The fourth Industrial Revolution has produced a host of household names, from Intel to Siemens, but every bit as important to making the modern world go round as microchip manufacturers or transport industrialists are those companies providing the proverbial connective-tissue of today’s economy ─ wiring and cabling specialists.
With turnover of over €15 billion in 2023, Prysmian is the world’s number one wire and cable manufacturer, and in April it flashed the cash to the tune of $4.2 billion to bring Encore Wire into its family of firms.
Founded in McKinney, Texas in 1989, Encore Wire is a major supplier of copper and aluminum electric cabling and wiring to products to residential, commercial and industrial clients. Prysmian acquired Encore Wire in an all-cash deal that valued the company at $290 per share.
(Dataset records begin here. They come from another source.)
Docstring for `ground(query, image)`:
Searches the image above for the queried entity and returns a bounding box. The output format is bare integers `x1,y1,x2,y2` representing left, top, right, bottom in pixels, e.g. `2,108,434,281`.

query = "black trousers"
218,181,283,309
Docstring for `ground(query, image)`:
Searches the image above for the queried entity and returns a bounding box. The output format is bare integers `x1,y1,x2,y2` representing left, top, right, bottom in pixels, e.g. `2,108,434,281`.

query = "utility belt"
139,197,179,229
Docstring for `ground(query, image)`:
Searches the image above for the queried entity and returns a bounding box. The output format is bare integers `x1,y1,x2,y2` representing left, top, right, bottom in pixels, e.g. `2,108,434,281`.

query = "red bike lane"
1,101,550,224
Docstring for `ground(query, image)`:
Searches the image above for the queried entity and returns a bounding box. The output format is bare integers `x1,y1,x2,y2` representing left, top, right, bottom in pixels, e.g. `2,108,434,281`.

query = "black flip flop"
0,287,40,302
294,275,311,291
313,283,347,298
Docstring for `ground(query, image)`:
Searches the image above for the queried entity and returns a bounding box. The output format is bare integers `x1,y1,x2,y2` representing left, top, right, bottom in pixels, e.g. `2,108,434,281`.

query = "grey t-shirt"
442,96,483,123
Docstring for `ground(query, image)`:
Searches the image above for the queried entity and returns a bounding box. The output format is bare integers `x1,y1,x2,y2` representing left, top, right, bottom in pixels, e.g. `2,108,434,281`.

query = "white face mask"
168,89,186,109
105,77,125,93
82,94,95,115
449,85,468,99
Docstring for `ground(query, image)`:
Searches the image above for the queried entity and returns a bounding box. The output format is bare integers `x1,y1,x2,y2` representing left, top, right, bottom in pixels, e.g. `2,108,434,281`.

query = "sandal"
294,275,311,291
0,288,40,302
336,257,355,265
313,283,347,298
From a strictly financial point of view the deal makes sense, with the latter posting revenue of $2.6 billion for the 2023 tax year. The market seemed to agree, with Prysmian’s share price increasing from €35 at the end of November 2023 to €62 at the end of November 2024.
Last July, The European Investment Bank and Prysmian signed a €450 million finance contract to facilitate electricity transmission and distribution in Europe
Prysmian’s CEO, Massimo Battaini, had this to say of the deal, “Through this acquisition, Prysmian will grow its North American presence, enhancing its portfolio and geographic mix, while significantly increasing the exposure to secular growth drivers.”
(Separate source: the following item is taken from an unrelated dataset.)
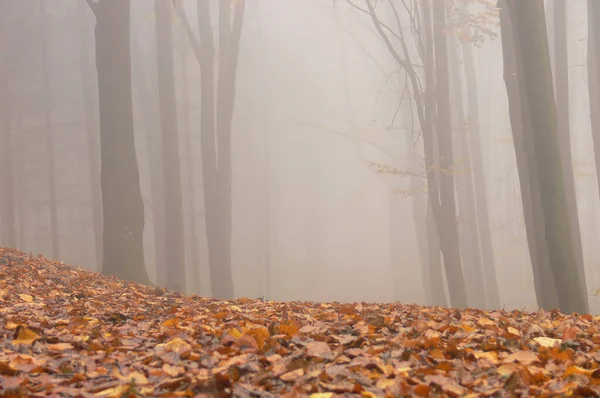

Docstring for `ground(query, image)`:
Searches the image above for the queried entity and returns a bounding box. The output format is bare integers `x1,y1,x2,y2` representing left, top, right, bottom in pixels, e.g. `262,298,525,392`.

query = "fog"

Stressing that Encore Wire and Prysmian are “highly complementary organizations,” Battaini’s counterpart on the other side of the Atlantic, Daniel L. Jones, added that the deal reflected “the remarkable value Encore Wire has created with [its] expansive single-campus model, low-cost production, centralized distribution and product innovation.”
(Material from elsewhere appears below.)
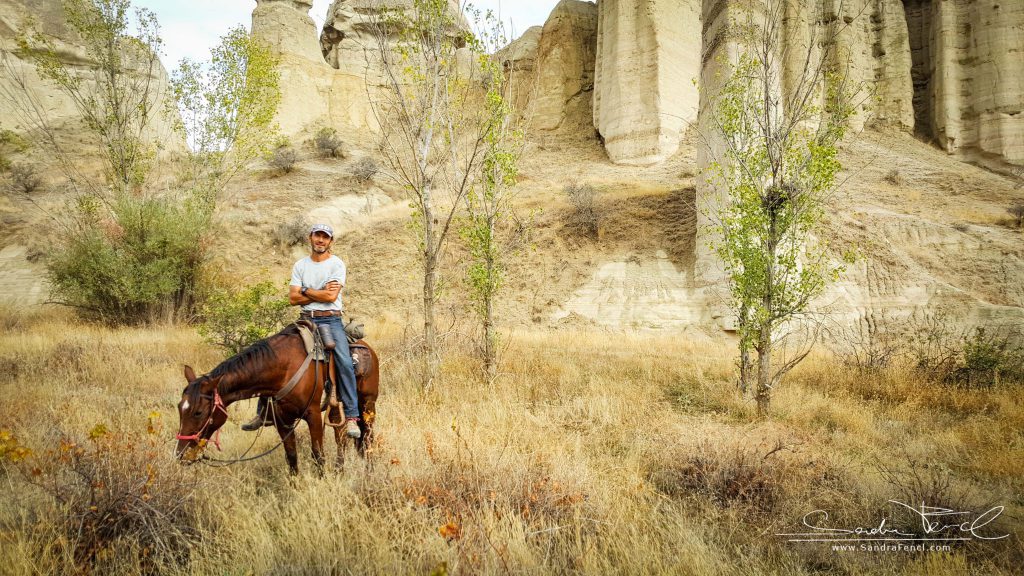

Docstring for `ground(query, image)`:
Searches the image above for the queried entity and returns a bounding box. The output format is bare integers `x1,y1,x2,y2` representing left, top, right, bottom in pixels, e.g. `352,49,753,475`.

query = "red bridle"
176,388,228,451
Prysmian’s cables are seen as the gold-standard for everything from elevators to alarm systems to telephone lines. It provides 97% of all transmission cables in the United States. Its North American operations include 38 locations and nearly 8,000 associates.
Strategic rationale
Prysmian enjoys a privileged position for a non-US firm as a long-standing supplier to the US military, although one-third of institutional investors are from the United States. The fact that it has further embedded itself in the fabric of the US economy with this takeover is a smart move, given that national security aspects of energy and telecom cables have grown in importance to governments on both sides of the Atlantic in recent years.
At the 79th annual UN General Assembly in September 18 nations, including the US, Australia, Canada, the EU, and several Pacific nations, endorsed a joint statement addressing the security and resilience of undersea cable infrastructure.
Last July, The European Investment Bank and Prysmian signed a €450 million finance contract to facilitate electricity transmission and distribution in Europe. Prysmian will use the EIB funds to build new production lines for extra-high-voltage submarine cables, lines for high-voltage onshore cables and other technical improvements to existing lines, doubling its production capacity for such cables at its factories in Finland, Italy and France to around 4,000km a year.
This is not the first time that Prysmian has acquired a leading company in the sector in the US. In 2017 it paid $3 billion for General Cable, the world’s 4th biggest cable and wire company at the time it was bought by Prysmian.